Sadie knew that without yeast, wine was just grape juice. It was the yeast that converted the grape sugars into alcohol.
“My mother suggested to your grandfather that he try using natural flora. He liked the idea, so now on the first day of harvest every year, Leonard has Chardonnay juice pressed and puts it in a big jug. All the employees are invited to drop something in: a flower from their backyard, a shell from the beach—whatever.”
“That works?”
“Yeasts are everywhere. In the air, in plants, fruit, flowers, leaves, and rocks. So it works, but the process is very risky—we have to monitor it closely. The upside is more interesting biodiversity and no additives. Plus, the wine is, in a sense, produced from a piece of us all.”
Why did everything about the vineyard sound noble and romantic when Mateo explained it to her? It was him. He was noble and romantic.
And gorgeous. With her sunglasses covering her eyes, she could stare at him all she wanted and he wouldn’t know what she was looking at. Like the fact that she could stare endlessly at the fullness of his lower lip. Or the dimple in his right cheek when he gave her a hard-won smile.
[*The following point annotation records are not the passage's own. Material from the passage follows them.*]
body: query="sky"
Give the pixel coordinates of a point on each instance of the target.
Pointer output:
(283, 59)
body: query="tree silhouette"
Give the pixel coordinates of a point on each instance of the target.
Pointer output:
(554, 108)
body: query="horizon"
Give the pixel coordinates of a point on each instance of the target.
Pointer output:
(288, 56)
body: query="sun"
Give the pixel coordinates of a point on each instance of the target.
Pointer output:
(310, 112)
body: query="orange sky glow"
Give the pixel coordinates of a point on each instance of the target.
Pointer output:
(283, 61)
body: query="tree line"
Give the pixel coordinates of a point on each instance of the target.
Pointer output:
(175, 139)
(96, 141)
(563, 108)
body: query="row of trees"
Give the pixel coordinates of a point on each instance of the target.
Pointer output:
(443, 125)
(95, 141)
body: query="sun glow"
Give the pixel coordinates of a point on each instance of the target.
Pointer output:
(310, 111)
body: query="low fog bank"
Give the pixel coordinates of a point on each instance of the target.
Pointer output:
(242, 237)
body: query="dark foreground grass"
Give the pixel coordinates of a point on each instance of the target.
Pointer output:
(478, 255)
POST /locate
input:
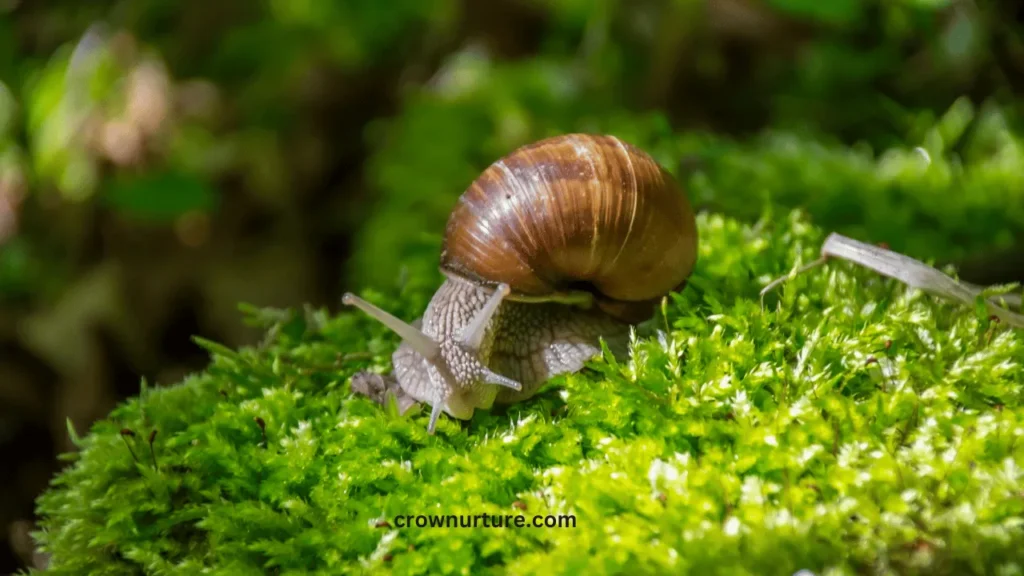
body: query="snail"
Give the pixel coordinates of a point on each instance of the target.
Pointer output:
(555, 246)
She couldn’t take it another minute. She leaned forward and kissed him. After a split second of hesitation, he cupped her face with his hands, kissing her back hard. She tasted the salt from his sweat and, pressing herself against him, felt his heart beating against hers. But then he broke away.
“Sadie.”
“What?” she said, breathless.
He smiled and shook his head. She stared at his mouth, those lips, incredulous that she had just tasted them. Her wanting was obscene.
“That was very forward.”
She felt a flash of irritation. She thought of the part in Lace where Maxine calls out the sexual double standard: a guy could get carried away by his passion, but a woman was always supposed to control herself.
“What does that mean? Why do I need permission to express my wants? Men never do!”
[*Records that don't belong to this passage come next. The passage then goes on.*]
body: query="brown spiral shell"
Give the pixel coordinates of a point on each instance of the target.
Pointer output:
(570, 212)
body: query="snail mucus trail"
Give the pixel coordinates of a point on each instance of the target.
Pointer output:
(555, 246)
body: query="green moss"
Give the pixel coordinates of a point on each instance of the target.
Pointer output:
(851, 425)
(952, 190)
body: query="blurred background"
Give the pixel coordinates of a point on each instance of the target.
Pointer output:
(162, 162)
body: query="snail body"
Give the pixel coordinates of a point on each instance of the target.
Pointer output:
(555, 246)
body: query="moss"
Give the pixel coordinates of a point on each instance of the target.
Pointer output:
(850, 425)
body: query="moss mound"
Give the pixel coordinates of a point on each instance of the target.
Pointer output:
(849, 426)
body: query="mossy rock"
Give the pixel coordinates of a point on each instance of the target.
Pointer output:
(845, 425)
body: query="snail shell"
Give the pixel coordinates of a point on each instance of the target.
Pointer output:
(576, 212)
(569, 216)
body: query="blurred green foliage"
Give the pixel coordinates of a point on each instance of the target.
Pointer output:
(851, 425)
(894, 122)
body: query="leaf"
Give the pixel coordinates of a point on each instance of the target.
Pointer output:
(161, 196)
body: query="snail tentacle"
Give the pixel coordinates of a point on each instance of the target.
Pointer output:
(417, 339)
He took her hand and tugged her down gently to sit on the ground. The grass tickled the backs of her thighs. The sun beat down stronger again, but she felt impervious.
“My mother took the photo of the flowers and wine in the jar. She’s the one who taught my father how to do it. She has a feminist heart, too.” With that, he gave her hand just the smallest squeeze.
Well, that was her answer: No, she didn’t need permission to express her wants. Or maybe he was saying that he wanted her, too.
They locked eyes, and Sadie knew there was no way she was leaving with her parents this weekend.